しかし、冷静に考えれば、わたしたちアジア人は海外の筋肉質で大柄なひとたちには一撃の重さでは勝てないんですから、どうしたってキッチリつながる形の多段コンボが必要になってきます。リーさんのことばはそれを言っているわけですね。
そして、その正しさを欧米人としてはとても小柄なアンディー・サワー選手が実際に見せてくれたのです。サワー選手と同じことをみんなが出来るはずもありませんが、コンビネーションの大事さは忘れないようにしたいですね。
また、わたしたち日本人に染み付いているもうひとつの問題は、何らかの理由で自分から攻撃を中断したときに自然に出てしまう「一歩下がる」動きです。

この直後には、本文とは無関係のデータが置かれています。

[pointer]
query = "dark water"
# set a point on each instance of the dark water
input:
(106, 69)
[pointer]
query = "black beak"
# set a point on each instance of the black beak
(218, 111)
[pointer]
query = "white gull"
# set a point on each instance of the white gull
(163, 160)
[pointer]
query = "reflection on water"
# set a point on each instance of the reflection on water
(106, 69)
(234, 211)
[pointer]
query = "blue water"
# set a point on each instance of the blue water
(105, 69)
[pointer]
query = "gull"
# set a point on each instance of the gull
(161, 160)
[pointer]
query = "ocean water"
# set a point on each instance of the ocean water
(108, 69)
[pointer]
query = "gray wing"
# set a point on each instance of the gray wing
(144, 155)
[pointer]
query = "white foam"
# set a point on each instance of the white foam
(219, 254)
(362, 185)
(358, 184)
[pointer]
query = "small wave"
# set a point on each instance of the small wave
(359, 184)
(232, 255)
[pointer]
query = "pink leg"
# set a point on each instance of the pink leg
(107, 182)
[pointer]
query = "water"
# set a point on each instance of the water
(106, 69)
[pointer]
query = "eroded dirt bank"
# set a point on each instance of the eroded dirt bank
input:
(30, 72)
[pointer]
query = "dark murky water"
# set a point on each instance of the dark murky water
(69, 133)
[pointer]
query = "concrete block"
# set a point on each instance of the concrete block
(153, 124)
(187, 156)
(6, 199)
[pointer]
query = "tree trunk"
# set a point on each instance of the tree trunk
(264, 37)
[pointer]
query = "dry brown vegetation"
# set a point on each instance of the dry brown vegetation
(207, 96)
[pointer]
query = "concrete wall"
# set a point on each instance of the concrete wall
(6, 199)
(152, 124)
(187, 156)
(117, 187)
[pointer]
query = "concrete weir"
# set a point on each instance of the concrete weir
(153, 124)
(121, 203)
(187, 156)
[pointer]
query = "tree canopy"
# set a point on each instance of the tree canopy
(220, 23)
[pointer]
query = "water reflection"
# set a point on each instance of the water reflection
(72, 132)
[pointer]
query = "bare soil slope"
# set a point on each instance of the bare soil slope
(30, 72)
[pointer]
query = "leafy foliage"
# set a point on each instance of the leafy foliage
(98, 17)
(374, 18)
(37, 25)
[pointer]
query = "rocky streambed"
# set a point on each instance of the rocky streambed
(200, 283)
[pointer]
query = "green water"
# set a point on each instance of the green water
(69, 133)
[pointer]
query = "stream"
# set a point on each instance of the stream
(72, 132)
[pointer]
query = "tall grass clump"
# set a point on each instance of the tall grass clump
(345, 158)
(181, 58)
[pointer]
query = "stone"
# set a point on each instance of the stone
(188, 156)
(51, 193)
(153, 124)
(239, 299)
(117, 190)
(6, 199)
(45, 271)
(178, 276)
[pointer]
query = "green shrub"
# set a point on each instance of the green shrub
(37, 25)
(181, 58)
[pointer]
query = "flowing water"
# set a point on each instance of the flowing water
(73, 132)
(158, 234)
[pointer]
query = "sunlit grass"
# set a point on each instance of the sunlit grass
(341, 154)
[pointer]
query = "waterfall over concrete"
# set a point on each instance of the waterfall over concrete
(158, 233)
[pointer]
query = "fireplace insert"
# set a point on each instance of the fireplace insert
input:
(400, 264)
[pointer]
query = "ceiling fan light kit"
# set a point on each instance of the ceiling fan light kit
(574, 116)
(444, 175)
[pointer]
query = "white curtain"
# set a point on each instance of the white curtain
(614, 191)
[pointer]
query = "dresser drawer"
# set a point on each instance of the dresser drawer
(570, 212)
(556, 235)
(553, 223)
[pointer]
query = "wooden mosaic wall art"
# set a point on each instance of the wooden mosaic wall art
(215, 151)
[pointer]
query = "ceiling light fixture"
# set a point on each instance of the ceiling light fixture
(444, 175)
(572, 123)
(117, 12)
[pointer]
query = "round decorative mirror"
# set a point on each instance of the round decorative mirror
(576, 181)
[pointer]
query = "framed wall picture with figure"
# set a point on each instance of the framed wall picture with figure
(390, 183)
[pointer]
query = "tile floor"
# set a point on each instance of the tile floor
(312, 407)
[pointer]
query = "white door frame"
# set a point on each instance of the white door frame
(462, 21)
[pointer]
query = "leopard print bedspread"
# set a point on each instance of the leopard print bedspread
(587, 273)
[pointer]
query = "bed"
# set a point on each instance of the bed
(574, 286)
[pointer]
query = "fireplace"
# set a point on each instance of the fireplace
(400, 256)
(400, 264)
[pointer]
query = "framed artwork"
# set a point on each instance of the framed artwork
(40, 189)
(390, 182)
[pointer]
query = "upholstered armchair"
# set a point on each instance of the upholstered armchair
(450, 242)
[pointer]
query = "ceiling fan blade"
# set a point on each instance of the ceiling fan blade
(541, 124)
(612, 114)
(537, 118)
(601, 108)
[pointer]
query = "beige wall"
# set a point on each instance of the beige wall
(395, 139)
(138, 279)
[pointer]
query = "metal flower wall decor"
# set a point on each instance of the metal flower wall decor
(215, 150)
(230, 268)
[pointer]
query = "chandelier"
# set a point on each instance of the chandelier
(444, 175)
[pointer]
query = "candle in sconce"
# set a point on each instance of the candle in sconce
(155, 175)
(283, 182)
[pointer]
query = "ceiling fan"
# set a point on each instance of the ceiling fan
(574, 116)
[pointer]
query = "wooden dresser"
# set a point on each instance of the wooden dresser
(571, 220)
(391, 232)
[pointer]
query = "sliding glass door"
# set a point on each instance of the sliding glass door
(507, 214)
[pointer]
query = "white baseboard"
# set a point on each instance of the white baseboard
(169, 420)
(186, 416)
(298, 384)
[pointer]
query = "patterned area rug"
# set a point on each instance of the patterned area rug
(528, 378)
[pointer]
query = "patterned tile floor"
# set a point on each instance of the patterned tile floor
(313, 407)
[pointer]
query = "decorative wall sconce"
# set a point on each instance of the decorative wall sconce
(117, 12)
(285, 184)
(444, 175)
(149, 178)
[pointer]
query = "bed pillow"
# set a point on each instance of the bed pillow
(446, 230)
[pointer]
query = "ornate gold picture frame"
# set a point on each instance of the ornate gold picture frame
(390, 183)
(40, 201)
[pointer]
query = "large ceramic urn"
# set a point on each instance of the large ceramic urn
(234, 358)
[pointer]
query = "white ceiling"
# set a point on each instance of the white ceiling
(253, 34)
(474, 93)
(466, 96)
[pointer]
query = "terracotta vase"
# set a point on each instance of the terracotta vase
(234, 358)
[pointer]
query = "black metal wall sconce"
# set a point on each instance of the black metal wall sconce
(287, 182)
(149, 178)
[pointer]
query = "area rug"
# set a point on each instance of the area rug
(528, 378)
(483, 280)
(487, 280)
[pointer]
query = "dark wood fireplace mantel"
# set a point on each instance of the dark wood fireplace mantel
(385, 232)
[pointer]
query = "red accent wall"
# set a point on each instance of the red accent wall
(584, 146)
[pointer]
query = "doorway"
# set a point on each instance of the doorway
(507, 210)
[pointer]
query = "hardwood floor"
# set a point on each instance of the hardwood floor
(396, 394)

柔道や空手や剣道では「始め」のときの立ち位置を「開始線」と呼び、試合中に主審から「待て」と言われればその線に戻って再開を待ちます。もしかしたらその時の「開始線に戻る」習慣が、一歩下がる動きにつながってるのかもしれません。
ボクシングやキックに開始線はありませんが、ふだんの練習でワン、ツー、スリーのあとなどに一歩戻る習慣がある人はリングではそれが出ないようにしなければなりません。

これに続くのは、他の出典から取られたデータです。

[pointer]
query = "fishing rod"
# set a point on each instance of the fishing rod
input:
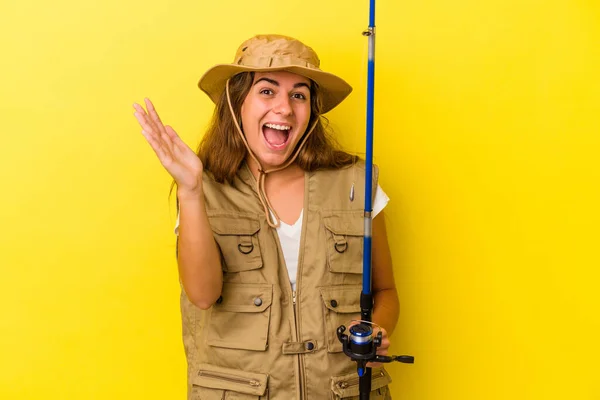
(360, 345)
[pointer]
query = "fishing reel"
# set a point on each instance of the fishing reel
(361, 346)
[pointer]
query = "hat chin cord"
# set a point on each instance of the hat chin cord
(262, 174)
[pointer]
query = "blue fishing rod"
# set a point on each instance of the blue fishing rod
(361, 345)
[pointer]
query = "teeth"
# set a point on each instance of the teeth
(278, 127)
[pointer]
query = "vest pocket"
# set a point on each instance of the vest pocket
(237, 238)
(341, 306)
(240, 318)
(219, 383)
(345, 242)
(346, 387)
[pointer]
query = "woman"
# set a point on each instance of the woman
(270, 232)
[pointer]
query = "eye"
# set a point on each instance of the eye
(299, 96)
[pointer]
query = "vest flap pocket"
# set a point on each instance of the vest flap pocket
(229, 379)
(341, 306)
(244, 297)
(234, 225)
(350, 224)
(347, 386)
(342, 299)
(237, 238)
(344, 234)
(240, 318)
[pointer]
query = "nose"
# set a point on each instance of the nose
(283, 105)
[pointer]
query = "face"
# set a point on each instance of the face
(275, 115)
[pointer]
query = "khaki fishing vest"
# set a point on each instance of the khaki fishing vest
(261, 340)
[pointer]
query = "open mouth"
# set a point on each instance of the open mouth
(276, 135)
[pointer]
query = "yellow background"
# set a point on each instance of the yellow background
(487, 134)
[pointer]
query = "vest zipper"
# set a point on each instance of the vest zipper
(229, 378)
(354, 381)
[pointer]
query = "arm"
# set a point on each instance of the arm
(198, 257)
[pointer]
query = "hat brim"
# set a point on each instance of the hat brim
(333, 88)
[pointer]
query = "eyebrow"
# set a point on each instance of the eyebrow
(274, 82)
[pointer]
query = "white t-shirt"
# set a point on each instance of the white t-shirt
(289, 235)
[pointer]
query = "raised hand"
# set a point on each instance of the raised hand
(178, 159)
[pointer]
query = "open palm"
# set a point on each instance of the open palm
(178, 159)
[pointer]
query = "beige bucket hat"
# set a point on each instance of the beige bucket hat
(276, 53)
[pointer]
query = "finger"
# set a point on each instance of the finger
(147, 125)
(155, 118)
(175, 137)
(139, 108)
(163, 156)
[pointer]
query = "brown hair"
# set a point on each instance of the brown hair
(223, 152)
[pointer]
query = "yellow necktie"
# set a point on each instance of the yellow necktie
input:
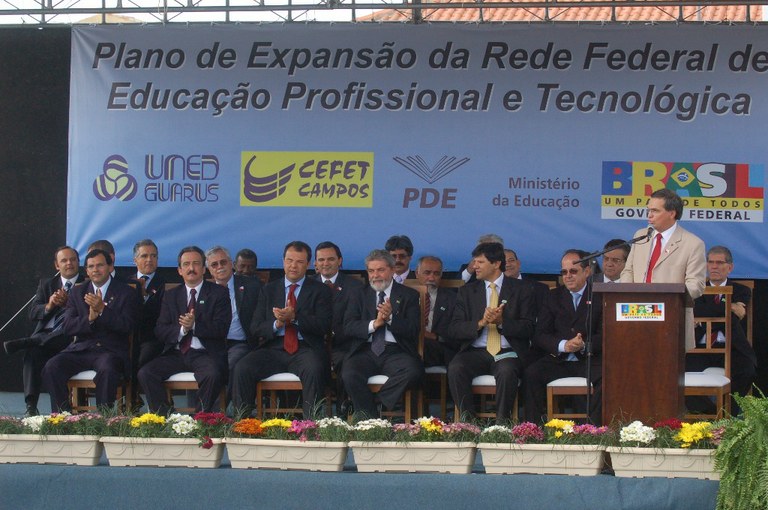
(493, 342)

レフリーにブレイクを命じられたら指定の位置まで下がりますが、自分の都合で攻撃を中断したときは下がる必要はありませんし、相手の正面に立つ必要もないのです。
むしろ、何かの理由で攻撃を切ったあとには、下がらず距離はそのままで、自分の位置を左右にずらすのが大事。海外のすぐれた選手はそのようにしていますが、日本人選手は一歩下がって「正面に立つ」人が多すぎます。
下がらない、正面に立たない、そしてなるべく攻撃を切らなくてもいいように普段からコンビネーションを長く続けるようにしていれば日本の選手はもっともっと大活躍出来ると思います。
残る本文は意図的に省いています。